Rokhl’s Golden City: Khanike Gift List for the Yiddishist In Your Life
Can an oyster dinner be heymish? Maybe when it’s at the swank yet unpretentious Oyster Bar at Grand Central Station. Hear me out. A few nights ago your humble correspondent was fruitlessly applying herself to some research at the New York Public Library when a text came in from Congress for Jewish Culture Director Shane Baker. Did I want to get an oyster pan roast? I sure did. Do I even like oysters? I sure don’t. No matter. A five-minute scrum through the holiday crowds and Shane and I were being seated at the famed Oyster Bar.

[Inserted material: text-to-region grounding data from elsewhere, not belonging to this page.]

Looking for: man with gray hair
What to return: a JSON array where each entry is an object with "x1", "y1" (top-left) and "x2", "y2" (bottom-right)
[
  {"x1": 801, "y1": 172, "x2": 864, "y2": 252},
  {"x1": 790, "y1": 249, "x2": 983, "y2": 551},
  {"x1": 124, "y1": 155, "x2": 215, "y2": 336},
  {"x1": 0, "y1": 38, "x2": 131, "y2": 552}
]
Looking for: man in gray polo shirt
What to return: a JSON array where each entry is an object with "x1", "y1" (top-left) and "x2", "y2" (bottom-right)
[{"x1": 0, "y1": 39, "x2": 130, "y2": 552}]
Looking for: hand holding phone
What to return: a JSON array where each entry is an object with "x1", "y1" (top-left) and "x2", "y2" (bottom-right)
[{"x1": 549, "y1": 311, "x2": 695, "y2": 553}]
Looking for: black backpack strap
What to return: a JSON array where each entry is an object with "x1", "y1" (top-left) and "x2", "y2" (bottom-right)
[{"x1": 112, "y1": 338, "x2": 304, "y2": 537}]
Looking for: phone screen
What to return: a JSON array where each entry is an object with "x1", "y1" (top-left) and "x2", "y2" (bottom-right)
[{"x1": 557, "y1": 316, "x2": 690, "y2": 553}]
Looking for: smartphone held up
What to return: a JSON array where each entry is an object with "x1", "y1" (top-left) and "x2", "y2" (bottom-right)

The Oyster Bar is located in a cavernous space in the lower level of Grand Central Terminal. It opened its doors in 1913, the same year as Grand Central itself. It’s the kind of place that feels like it should have sawdust on the floors but doesn’t. That old-New-York, frozen-in-time (not the prices, though) feeling makes the Oyster Bar deliciously heymish. Sure, they had plenty of bivalves in honor of the first graduating class of Hebrew Union College in 1883. But no one would ever call the infamous Trefa Banquet heymish. But a solid hour’s wait for one’s dinner, unaccompanied by a single explanation, let alone apology? Very, very heymish. You dig?